The number of so-called gig workers is on the rise globally as people are attracted to a lifestyle where work is not tied down by time or place. In Southeast Asia, ride-hailing unicorns Grab and Gojek have 4.5 million and 1.7 million drivers respectively, already on par with Western front-runners Uber, which has 3.9 million drivers and Lyft, with 2 million.

Protections for those class of workers in Asia are mostly meager.

In Indonesia, the largest ride-hailing market in Southeast Asia, the gig employment paradigm has already sparked protests by Gojek and Grab drivers demanding labor rights, including one last March, when thousands rallied in front of the Merdeka Palace in Jakarta. The rule change in California could serve as an example and encourage them to ask for more.

But workers’ rights do not seem like a priority for the Indonesian government. As one of the rare unicorns in the region, Gojek is in good standing with Indonesia President Joko Widodo, who sees startups as crucial to the economy.
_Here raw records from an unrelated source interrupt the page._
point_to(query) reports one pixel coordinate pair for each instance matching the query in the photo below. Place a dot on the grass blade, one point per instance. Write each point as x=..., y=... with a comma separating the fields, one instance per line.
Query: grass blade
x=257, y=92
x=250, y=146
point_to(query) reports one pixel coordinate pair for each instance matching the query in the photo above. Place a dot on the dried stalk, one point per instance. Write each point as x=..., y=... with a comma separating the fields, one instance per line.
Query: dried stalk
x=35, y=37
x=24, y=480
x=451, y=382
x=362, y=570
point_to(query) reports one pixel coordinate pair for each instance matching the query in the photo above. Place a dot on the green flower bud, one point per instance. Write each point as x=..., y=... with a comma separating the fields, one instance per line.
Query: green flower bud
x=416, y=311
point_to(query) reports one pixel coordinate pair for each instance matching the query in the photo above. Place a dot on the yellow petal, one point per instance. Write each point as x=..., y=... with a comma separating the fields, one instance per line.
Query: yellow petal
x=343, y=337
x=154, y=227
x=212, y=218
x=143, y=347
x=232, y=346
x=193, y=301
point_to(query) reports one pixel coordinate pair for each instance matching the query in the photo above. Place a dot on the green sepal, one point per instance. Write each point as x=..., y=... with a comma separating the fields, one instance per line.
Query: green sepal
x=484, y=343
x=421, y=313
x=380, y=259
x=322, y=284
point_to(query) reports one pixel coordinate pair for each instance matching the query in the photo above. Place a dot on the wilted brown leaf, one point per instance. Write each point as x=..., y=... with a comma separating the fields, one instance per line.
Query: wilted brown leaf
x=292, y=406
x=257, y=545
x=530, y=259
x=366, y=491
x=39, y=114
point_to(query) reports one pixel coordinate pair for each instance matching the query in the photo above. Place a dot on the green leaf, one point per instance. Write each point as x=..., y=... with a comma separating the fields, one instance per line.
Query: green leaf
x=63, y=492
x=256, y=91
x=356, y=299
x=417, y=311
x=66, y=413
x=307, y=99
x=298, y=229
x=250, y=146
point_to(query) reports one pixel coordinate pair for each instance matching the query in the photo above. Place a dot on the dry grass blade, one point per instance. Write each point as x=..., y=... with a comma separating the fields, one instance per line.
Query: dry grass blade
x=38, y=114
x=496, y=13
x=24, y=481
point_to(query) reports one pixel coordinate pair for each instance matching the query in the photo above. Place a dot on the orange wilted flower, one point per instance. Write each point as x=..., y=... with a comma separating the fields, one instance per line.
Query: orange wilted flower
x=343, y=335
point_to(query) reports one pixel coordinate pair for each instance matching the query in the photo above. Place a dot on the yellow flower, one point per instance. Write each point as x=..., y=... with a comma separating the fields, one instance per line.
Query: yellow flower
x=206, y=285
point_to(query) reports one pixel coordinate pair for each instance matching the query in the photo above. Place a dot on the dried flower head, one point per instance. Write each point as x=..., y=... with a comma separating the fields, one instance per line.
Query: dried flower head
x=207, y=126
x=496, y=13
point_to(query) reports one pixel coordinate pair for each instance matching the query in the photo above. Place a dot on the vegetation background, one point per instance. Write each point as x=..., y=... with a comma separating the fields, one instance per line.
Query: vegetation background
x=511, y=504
China’s Didi-Chuxing enjoys a similar advantage, as Beijing has shown general support for the sharing economy and expressed willingness to shoulder some of the welfare responsibility alongside businesses.

This year, China’s State Council moved to lower rates of required social security contributions paid by employers and pump more state capital into the country’s welfare system, in a broader effort to “ease the burden of businesses and energize market entities.”

This means that Didi Chuxing, which is simultaneously backed by SoftBank Group, Alibaba Group Holding and Tencent Holdings, may have more breathing room than its western counterparts.

Uber and Lyft are the poster children of the gig economy. Their business models hinge upon matching riders with drivers who sign up as independent contractors. Hiring drivers as employees will come at a hefty price for both companies, neither of which has posted an operating profit since the first quarter of 2017, the earliest period with verifiable earnings data.

According to Barclays estimates, under the new legislation, Uber will be forced to pay $500 million in extra annual costs, while Lyft will shoulder another $290 million a year. Morgan Stanley predicts that Uber will experience a 35% rise in costs associated with drivers. If those expenses are passed on to customers, rides in California will be up to 25% more expensive, which would lead to a 1-2% reduction in overall reservations.

 

This article first appeared on Nikkei Asian Review. It’s republished here as part of 36Kr’s ongoing partnership with Nikkei. 36Kr is KrASIA’s parent company.